Select File -> Open folder... and open 'info319-exercise' from before. Create a new file with extension .ipynb, for example exercise1.ipynb. Doubleclick the new file, which should open it in a Jupyter notebook inside VS Code.

Activate the new exercise1.ipynb tab and then click the 'Python' button near the upper right corner of the Python notebook. A window should pop up and ask you to Change kernel for 'exercise1.ipynb'. Type in or select ./venv/bin/python. Now you are ready to use Jupter inside VS Code.
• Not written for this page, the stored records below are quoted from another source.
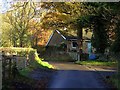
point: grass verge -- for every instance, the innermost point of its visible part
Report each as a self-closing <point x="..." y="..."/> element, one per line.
<point x="96" y="63"/>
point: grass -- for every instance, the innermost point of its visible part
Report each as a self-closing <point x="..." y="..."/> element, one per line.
<point x="114" y="81"/>
<point x="97" y="63"/>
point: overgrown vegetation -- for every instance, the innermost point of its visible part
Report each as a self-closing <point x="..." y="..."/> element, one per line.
<point x="22" y="79"/>
<point x="97" y="63"/>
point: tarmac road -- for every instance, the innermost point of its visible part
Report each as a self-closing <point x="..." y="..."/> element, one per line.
<point x="71" y="75"/>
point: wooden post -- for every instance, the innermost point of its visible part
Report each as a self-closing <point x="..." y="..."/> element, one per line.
<point x="3" y="66"/>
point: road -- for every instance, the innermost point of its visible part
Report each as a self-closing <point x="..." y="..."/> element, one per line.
<point x="71" y="75"/>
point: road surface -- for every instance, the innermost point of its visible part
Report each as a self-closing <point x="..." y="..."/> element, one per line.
<point x="70" y="75"/>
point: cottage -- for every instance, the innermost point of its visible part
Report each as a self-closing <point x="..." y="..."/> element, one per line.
<point x="57" y="38"/>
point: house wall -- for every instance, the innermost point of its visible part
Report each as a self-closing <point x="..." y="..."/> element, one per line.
<point x="56" y="39"/>
<point x="69" y="46"/>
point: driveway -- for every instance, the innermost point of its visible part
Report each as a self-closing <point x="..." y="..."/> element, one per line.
<point x="70" y="75"/>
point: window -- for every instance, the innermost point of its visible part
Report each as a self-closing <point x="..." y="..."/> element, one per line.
<point x="74" y="44"/>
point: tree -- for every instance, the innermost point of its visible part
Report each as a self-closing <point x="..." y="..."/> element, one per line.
<point x="19" y="18"/>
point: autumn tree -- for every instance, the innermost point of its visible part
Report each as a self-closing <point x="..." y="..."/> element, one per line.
<point x="19" y="19"/>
In the first cell, enter (and run it with Shift-Return):

!pip install findspark

In the next:

import findspark
findspark.init()

In the third:

from pyspark.sql import SQLContext, SparkSession
spark = SparkSession \
        .builder \
        .appName("Jupyter Spark shell") \
        .getOrCreate()
sc = spark.sparkContext

You can now use Jupyter to run PySpark like before. For example:

folder = 'tweet-id-text-345'
tweets = spark.read.text(folder)
tweets.count()

Spark is lazily evaluated, so if you enter transformations, you will normally not get any output before you combine them with actions (such as count(), collect(), or show()). But you can instruct Spark to evaluate eagerly instead:

spark.conf.set('spark.sql.repl.eagerEval.enabled', True)
spark.conf.set('spark.sql.repl.eagerEval.maxNumRows', 5)

An important advantage over running PySpark directly in a console/terminal window is that autocompletion and other help functions now work. You can also easily save and load notebooks, and benefit from other useful IDE functions.